SPAGHETTI MARINARA

SERVES 4
Taken from “Meals in Minutes” by Cathay Books published in 1987


Kimba’s Review: This was one of the first few recipes I have ever tried in my history of cooking, lol. This photo was taken 2 years ago! I was a newlywed, in our rental property, and I knew I had to stop cooking “ready made” stuff from Coles (the ones you just pop into the oven). I knew I had to take it to the next level and cook something half impressive from scratch. So I went and searched for those cook books I bought from a church fete.. and found this old cook book which had this recipe in it? The result? ABSOLUTELY YUMMYLICIOUSLY DELICIOUS!! If you like seafood and love a creamy marinara.. this is the recipe for you!

1.5 litres water
4 tablespoons vegetable oil
2 teaspoons salt
300g spaghetti pasta
1 onion, chopped
300ml dry white wine
1 garlic clove, crushed
284ml carton double cream
2 tablespoons chopped chives
175g peeled prawns, thawed if frozen
175g canned mussels, drained
salt and pepper
grated Parmesan or any other hard cheese, to serve

Bring the water to the boil with 1 tablespoon on oil and the salt in a large saucepan. Add the spaghetti and cook according to the packet instructions, until just tender, then drain and set aside.

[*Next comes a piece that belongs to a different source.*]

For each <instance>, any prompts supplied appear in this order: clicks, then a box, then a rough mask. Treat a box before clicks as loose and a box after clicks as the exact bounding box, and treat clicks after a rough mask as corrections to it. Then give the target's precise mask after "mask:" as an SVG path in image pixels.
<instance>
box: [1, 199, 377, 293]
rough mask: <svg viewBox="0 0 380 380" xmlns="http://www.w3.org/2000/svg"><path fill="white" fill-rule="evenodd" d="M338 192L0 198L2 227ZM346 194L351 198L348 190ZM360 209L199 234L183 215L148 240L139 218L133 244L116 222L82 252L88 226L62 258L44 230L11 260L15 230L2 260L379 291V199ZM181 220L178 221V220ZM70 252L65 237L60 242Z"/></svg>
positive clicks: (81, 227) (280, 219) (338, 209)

Meanwhile, heat 2 tablespoons of the oil in a large frying pan. Add the onion and fry gently for 5 minutes until softened. Add the wine and garlic and simmer until reduced by one-third.

Add the cream, chives, prawns and mussels to the pan. Heat through gently and season to taste.

Toss the spaghetti with the remaining oil. Divide between 4 heated individual plates and spoon over the seafood sauce. Serve immediately, with the Parmesan cheese handed separately in a bowl.